During this period of time the Cold War was continuing to escalate in its intensity, which had all along been a huge driving force in the Air Force's drive to design and build missiles that addressed this pervasive pressure the Cold War carried. The Minuteman III provided the United States' an optimal opportunity to seriously address that ever present pressure with its latest features. Due to these factors the Minuteman III was assured a continued focused effort in its development.
In exploring the design of the LGM-30G in comparison to the Minuteman II LGM-30F, the Minuteman III was basically a Minuteman II missile with a new, larger third stage and a completely different warhead section. As described above, the warhead section consisted of an advanced post boost system, combined with an all new guidance system that controlled the course changes for each RV.
By designing the Minuteman III this way, allowed for the missile to be built in available Minuteman II facilities, which possessed all the tooling and technology already developed and established. This resulted in expedited development which made possible the first flight of the Minuteman III being achieved August 16, 1968. The first silo launch followed 9 months later on April 11, 1969.
The first Minuteman LGM-30G was shipped to Minot Air Force Base, North Dakota and arrived April 14, 1970. It was emplaced three days later. The first flight of Minuteman III missiles was completed by June 15, 1970. On December 29, 1970 Minot AFB was proud to be the first to achieve operational status of a squadron of Minuteman IIIs.

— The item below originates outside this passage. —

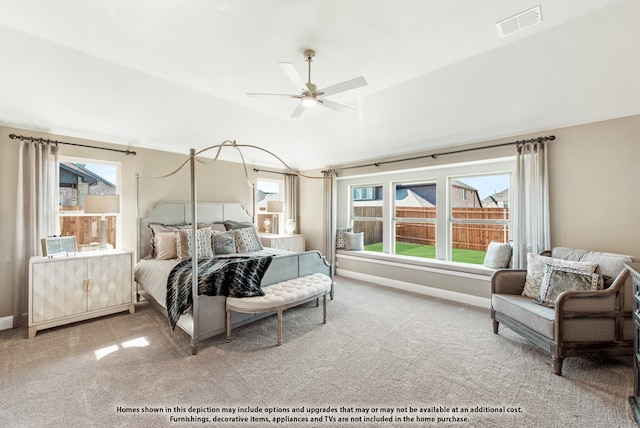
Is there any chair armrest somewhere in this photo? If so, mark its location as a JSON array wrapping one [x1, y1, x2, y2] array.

With the completion of the missile wing at Minot AFB, Grand Forks AFB base began its process of rearming its force, starting December 19, 1971. Grand Forks emplaced its first Minuteman III on December 24, 1971. As it emplaced a Minuteman III missile, it displaced its Minuteman II missiles, which were then transferred to Ellsworth AFB in South Dakota. Ellsworth replaced the Minuteman I/Bs with the displaced Minuteman IIs from Grand Forks Air Force Base. The last Minuteman I LGM-30B missile was replaced on March 13, 1973.
FE Warren AFB oversaw deployment of the Minuteman III at its Missile wing starting in November 1972. September 27, 1974 marked the last Minuteman 1B being removed from its silo at FE Warren AFB. Deployment of the final Minuteman III missile was completed on July 11, 1976 with the emplacement of the 550th LGM-30G missile at Malmstrom AFB in Montana.
With the Air Force's continued efforts to improve and build upon the reliability of the Minuteman missile, the proposal was to create a test program and launch eight Minuteman missiles from an operational missile wing. This was partly driven by the test programs involving the Minuteman II missile in the sixties. However, the program was never implemented. Congressmen and Senators from the states over which these missiles would fly nixed the proposal.
Given the resistance the Air Force experienced with these test launches, the closest thing to a "real" launch consisted of a "Glory Trip." A Glory Trip involves the pulling of an operational missile from its Launch Facility from one of the established missile wings, ship it to Vandenberg AFB in California, and then launch that missile from a Launch Facility identical to the one it was removed from. Air Force personnel assigned to their respective missile wings are chosen to experience the honor of traveling to Vandenberg and launching that missile that originated from their assigned missile base.
This has been a tradition since the seventies. Residents who live in the vicinity of Vandenberg are witness to some spectacular launches to this day.